Median age was 53 years. All patients included in our analysis had early ER+ HER2-negative BC. Roughly half of the patients (55%) were postmenopausal and 61% were of Hispanic origin. A total of 34 patients (49%) were deemed high-risk (>5%) for late relapse by CTS5, compared to 42 (61%) by BCI. BCI identified 31 (45%) patients that would benefit from EET and of those, 74%% were advised EET. 16 (47%) clinical high-risk patients were advised against EET due to low benefit predicted by BCI. In the clinical low risk group, 9 (26%) were recommended EET based on high benefit predicted by BCI.
BCI is reasonable to consider in early-stage HR+ BC and offered clinically relevant information over clinical pathologic information alone.
延长内分泌治疗(EET)使部分早期激素受体阳性(HR+)乳腺癌(BC)患者受益,但也会带来副作用和成本。五年临床治疗评分(CTS5)是一种免费的工具,它使用临床病理因素来估计雌激素受体阳性(ER+)BC 患者晚期复发的风险。乳腺癌指数(BCI)纳入了 2 项基因组检测,以估计晚期复发风险和 EET 的获益可能性。这项回顾性研究评估了 BCI 在安全网医院选择 EET 候选者的效用。
我们对 2009 年 12 月至 2016 年 2 月在我们机构诊断为早期 HR+、HER2- BC 的 69 名女性患者进行了回顾性图表审查,对她们的 BCI 进行了评估。还计算了 CTS5 评分以评估晚期复发的临床风险。
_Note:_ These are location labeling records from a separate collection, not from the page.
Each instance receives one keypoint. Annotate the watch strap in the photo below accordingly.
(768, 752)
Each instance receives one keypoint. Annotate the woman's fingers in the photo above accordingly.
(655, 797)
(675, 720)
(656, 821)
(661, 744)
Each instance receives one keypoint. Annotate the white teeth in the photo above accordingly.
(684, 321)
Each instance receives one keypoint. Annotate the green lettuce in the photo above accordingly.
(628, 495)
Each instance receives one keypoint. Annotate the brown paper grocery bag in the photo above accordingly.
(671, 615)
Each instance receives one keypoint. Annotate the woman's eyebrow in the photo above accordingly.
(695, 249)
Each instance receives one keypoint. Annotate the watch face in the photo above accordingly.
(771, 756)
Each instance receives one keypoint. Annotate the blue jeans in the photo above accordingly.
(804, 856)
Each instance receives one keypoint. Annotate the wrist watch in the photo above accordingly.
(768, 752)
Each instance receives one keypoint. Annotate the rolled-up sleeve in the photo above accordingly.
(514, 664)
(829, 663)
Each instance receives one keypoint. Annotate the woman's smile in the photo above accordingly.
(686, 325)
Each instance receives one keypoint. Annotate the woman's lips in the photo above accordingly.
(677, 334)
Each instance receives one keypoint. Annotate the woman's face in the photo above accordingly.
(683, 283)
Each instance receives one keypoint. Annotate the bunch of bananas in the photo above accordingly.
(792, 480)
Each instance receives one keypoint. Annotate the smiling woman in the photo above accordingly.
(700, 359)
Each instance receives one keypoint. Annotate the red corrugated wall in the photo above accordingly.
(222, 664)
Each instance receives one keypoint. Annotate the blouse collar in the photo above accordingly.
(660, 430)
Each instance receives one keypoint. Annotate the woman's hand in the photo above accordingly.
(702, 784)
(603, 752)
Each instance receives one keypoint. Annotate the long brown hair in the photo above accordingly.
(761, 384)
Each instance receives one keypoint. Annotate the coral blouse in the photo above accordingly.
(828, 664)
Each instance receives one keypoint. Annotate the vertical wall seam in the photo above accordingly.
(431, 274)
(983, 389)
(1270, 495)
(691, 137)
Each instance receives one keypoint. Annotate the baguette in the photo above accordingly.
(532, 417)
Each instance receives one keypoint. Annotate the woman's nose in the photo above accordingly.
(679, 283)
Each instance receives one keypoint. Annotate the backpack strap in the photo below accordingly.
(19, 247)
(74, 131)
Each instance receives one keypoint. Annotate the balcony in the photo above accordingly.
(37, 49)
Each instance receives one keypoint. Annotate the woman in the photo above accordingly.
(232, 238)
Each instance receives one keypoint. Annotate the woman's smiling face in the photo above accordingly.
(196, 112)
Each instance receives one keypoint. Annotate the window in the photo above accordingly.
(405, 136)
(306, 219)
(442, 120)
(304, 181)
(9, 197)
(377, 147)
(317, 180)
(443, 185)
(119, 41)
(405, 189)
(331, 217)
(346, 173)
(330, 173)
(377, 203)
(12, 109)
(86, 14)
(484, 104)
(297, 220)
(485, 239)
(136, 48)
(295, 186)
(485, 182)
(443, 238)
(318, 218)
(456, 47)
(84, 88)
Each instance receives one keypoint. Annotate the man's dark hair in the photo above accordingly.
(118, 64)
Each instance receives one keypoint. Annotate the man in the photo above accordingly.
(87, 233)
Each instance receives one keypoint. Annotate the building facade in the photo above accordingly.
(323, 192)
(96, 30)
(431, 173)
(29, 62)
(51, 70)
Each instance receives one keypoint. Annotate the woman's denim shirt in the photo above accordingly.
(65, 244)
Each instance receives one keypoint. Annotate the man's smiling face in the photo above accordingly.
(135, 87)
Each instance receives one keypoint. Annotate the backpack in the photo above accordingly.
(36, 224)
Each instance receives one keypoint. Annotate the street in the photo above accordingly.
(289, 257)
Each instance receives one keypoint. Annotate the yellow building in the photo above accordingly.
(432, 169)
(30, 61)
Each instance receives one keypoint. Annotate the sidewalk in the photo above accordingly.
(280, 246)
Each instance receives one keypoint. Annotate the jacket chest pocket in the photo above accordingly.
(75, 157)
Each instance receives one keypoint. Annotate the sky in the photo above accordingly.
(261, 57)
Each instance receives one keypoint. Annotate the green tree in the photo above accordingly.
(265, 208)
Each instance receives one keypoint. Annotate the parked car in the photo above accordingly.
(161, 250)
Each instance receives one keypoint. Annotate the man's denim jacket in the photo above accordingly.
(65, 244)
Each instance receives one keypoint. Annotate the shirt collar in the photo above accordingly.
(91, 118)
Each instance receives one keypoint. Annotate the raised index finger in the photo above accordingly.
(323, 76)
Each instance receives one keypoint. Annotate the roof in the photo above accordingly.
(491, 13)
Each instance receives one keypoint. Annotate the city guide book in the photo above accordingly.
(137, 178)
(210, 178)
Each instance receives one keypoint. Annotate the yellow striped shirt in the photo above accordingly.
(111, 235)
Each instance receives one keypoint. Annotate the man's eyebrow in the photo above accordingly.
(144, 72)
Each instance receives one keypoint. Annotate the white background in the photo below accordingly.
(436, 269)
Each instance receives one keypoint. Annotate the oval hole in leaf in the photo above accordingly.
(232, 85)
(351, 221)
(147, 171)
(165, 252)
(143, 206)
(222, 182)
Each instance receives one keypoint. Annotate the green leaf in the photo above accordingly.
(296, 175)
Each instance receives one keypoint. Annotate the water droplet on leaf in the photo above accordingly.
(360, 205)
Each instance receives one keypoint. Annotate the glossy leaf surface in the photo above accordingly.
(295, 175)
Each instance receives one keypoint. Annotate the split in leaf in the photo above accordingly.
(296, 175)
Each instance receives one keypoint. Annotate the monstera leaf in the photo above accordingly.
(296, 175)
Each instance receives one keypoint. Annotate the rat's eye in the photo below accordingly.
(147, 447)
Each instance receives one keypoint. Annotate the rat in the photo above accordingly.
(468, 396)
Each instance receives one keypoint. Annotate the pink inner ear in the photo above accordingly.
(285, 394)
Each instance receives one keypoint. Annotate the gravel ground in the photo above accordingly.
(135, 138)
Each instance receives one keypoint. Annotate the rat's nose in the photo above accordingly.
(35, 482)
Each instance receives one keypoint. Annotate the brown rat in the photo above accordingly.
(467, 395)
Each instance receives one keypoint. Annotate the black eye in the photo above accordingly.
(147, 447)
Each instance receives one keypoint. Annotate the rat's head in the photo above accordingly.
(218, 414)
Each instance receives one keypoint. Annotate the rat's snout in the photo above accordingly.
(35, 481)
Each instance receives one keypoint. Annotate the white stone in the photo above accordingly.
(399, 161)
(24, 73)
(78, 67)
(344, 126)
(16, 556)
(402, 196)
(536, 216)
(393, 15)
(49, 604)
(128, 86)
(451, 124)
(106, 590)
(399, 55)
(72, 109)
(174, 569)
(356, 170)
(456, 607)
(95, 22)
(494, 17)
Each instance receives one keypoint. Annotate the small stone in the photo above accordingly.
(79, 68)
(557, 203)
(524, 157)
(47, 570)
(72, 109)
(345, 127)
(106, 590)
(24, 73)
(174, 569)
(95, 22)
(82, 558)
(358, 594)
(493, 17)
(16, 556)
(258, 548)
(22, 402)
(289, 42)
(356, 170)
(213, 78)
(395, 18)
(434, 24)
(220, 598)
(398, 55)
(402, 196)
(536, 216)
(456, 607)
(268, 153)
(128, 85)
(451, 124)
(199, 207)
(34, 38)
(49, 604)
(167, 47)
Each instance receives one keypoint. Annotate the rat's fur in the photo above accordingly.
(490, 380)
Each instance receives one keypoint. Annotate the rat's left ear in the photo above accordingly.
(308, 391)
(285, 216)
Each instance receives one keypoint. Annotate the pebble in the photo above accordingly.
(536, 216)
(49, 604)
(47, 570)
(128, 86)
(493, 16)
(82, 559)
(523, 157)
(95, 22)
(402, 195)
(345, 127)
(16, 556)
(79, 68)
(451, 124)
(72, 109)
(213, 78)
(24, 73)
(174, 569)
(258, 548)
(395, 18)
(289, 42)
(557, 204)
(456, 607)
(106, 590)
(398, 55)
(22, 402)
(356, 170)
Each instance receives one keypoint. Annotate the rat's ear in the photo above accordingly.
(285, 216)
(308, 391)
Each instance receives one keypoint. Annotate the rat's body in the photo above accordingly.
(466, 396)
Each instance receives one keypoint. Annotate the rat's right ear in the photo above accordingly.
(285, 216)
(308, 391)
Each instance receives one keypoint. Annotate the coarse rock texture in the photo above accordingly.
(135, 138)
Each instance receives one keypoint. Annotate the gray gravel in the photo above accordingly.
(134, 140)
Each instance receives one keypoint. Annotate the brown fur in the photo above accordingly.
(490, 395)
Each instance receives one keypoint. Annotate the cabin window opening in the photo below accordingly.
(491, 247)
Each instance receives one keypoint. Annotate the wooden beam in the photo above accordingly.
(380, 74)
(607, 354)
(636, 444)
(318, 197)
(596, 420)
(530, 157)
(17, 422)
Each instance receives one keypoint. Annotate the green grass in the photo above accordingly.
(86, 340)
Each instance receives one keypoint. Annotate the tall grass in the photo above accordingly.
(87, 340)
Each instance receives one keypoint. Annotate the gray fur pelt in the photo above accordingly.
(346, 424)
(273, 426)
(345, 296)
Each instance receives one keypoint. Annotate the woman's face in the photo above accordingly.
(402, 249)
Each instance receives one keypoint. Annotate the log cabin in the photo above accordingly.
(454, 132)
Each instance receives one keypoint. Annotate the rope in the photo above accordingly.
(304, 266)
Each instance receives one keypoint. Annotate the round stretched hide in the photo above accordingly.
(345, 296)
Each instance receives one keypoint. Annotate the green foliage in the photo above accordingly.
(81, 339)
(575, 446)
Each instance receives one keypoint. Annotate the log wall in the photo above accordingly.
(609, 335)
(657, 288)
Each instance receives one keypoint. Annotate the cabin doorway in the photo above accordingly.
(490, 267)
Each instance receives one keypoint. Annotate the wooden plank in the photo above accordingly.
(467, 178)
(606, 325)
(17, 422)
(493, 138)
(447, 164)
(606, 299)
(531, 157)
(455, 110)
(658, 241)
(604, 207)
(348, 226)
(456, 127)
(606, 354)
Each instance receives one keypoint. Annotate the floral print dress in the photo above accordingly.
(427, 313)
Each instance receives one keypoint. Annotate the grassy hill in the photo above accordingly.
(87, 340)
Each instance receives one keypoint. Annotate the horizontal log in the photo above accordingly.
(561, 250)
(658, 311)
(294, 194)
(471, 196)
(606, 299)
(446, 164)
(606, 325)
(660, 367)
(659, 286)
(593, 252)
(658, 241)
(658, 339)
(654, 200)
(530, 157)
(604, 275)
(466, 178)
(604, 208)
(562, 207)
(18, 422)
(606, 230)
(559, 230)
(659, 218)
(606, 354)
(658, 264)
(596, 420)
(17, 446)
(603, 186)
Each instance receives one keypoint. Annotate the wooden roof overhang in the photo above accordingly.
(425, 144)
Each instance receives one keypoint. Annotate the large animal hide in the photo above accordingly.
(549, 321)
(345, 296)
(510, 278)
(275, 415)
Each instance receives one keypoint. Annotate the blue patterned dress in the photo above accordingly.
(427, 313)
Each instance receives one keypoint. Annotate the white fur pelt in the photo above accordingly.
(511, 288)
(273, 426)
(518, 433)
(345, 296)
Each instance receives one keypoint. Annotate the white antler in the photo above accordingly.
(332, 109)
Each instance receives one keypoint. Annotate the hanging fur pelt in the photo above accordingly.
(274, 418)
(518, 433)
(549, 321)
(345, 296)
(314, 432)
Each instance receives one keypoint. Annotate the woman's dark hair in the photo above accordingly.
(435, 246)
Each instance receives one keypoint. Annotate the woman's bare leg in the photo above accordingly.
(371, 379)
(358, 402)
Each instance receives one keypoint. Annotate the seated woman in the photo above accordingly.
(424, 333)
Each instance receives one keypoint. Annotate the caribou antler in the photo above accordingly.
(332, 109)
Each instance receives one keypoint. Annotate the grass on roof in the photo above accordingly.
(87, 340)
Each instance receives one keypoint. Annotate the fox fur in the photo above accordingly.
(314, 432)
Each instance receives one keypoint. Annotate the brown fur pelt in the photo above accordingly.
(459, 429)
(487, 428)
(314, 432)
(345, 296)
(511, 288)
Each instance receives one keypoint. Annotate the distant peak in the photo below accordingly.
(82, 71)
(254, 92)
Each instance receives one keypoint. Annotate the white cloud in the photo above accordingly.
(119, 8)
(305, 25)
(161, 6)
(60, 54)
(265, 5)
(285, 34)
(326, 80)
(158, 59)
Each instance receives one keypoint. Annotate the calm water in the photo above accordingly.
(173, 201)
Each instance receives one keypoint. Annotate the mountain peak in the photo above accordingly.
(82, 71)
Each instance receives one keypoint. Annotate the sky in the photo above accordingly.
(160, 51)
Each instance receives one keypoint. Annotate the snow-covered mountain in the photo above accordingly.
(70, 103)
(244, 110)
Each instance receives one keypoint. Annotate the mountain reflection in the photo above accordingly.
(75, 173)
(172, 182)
中位年龄为 53 岁。我们分析中的所有患者均患有早期 ER+HER2-阴性 BC。大约一半的患者(55%)处于绝经后状态,61%为西班牙裔。共有 34 名患者(49%)被 CTS5 评为晚期复发高风险(>5%),而 BCI 为 42 名(61%)。BCI 确定了 31 名(45%)可能从 EET 中获益的患者,其中 74%(31 名)被建议接受 EET。由于 BCI 预测获益较低,16 名(47%)临床高风险患者被建议不接受 EET。在临床低危组中,有 9 名(26%)患者因 BCI 预测高获益而被建议接受 EET。
BCI 是合理的,考虑到早期 HR+BC,并提供了比临床病理信息更具临床相关性的信息。